Tidak hanya berhenti di sana, di era menuju Pemilu ini suara remaja atau golongan muda justru dimanfaatkan oleh sejumlah oknum di media sosial (oknum yang berpihak pada salah satu kubu) untuk memanaskan jagat media sosial. Konten-konten yang dianggap kritik cerdas oleh kaum remaja menanggapi Pemilu ini justru mengarah pada delik ujaran kebencian. Jika ditelisik lebih dalam hal ini bertolak belakang dengan maksud dan tujuan yang diamanatkan dalam UUD NRI Tahun 1945 pasal 28E ayat 3 yakni “Setiap orang berhak atas kebebasan berserikat, berkumpul, dan mengeluarkan pendapat.” Jadi kebebasan berpendapat bukan berarti kebebasan menyampaikan sesuatu tanpa memikirkan dampak negatif dari kebebasan berpendapat.

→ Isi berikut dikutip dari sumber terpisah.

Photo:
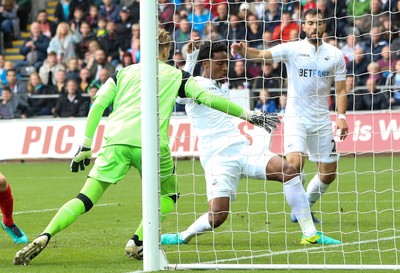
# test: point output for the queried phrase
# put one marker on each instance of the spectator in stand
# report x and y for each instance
(374, 99)
(374, 45)
(100, 63)
(282, 104)
(254, 31)
(270, 78)
(124, 28)
(393, 84)
(78, 17)
(265, 103)
(93, 17)
(90, 55)
(9, 22)
(49, 69)
(309, 4)
(7, 66)
(34, 49)
(237, 77)
(126, 60)
(39, 106)
(221, 20)
(47, 27)
(110, 43)
(63, 43)
(182, 34)
(236, 29)
(282, 31)
(87, 35)
(387, 63)
(73, 69)
(59, 86)
(349, 48)
(268, 42)
(103, 76)
(24, 13)
(84, 79)
(166, 11)
(63, 11)
(12, 106)
(18, 88)
(272, 15)
(358, 8)
(358, 67)
(375, 73)
(71, 103)
(199, 16)
(210, 33)
(101, 28)
(109, 11)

Penyalahgunaan berpendapat dapat terjerat Pasal 22 ayat 2 UU ITE menyebarkan informasi yang didasari oleh perspektif pribadi (subjektif) dengan tujuan untuk menghasut dan memprovokasi oknum tertentu melalui konten di media sosial.

Di sisi lain, segelintir remaja ada yang mampu menyampaikan opini dan pemikirannya perihal latar belakang dari masing-masing calon dan mengkritik bagaimana para calon presiden ini berusaha memikat masyarakat Indonesia, akan tetapi sangat disayangkan bahwa aspirasi ini tertutup isu-isu dan informasi yang sengaja disebarakan melalui media digital yang mengiring opini untuk menyudutkan atau mengaburkan kebenaran tentunya dengan memanfaatkan minimnya literasi di Indonesia. Belum lagi masih ada anggapan bahwa remaja belum paham betul terkait situasi politik jadi dianggap hanya ikut arus saja.

Partisipasi Politik Remaja Melalui Sekolah sebagai ‘Laboratorium Demokrasi’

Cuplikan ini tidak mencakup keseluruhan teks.